The Silver Palate Cookbook, by Sheila Lukins and Julee Rosso, was probably the most influential general cookbook of the 80s, and 35 years later, it’s still one of the essentials. Just last March, Bon Appétit published an article titled “How the Silver Palate Cookbook Changed Our Cooking”.
The signature recipe from the cookbook was the one for Chicken Marbella. Making Chicken Marbella involves marinating chicken overnight in a mixture of green olives, capers, prunes, honey, white wine, red wine vinegar, oregano, garlic, bay leaves*, and other stuff that momentarily skips my mind. It isn’t really complicated, but it results in a complex melding of the ingredients. The taste reminded me of Tzimmes, the stew I’d made a couple of months ago, and when I did a little research, I found that, like Tzimmes, Chicken Marbella has become a favourite meal served during Passover.
The New York Times published a brief history of the Silver Palate on the occasion of the cookbook’s 25th anniversary. You can find the recipe for Chicken Marbella at the bottom of the article.
I’ve decided to start rating these experiments on a five-star scale, The boldface entry is my evaluation of the current dish.

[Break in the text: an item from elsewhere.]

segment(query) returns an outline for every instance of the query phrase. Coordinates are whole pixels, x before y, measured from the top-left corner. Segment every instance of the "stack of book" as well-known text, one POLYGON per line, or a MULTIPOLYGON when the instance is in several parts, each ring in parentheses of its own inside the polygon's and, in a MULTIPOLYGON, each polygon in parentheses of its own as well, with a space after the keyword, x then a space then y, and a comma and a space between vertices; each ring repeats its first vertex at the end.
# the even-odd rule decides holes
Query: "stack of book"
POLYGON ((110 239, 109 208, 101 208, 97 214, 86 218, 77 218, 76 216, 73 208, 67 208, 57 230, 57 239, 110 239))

★ Disaster. Inedible. Poisoned the cat.
★★ OK, but once is enough.
★★★ Mixed results. Something went wrong, but might try this again.
★★★★ Good, but lacks that special something.
★★★★★ Excellent. Goes into my “This is a winner” file.
*When my brother and sister-in-law last visited, they brought me some wonderful fresh bay leaves from the plant in their backyard in California. I used the last of them when I made Beef Bourguignon last month, so I trekked up to Giant to buy a jar from the McCormick spice rack. I was surprised to see that the 0.12 ounce jar, containing 8-10 bay leaves costed $8.49. When I looked closer at the label, I got a bigger surprise.
At that price, a pound of bay leaves would cost $754.67. I think it might be time to buy acreage someplace that has a Mediterranean climate, and start a little herb farm to call my own.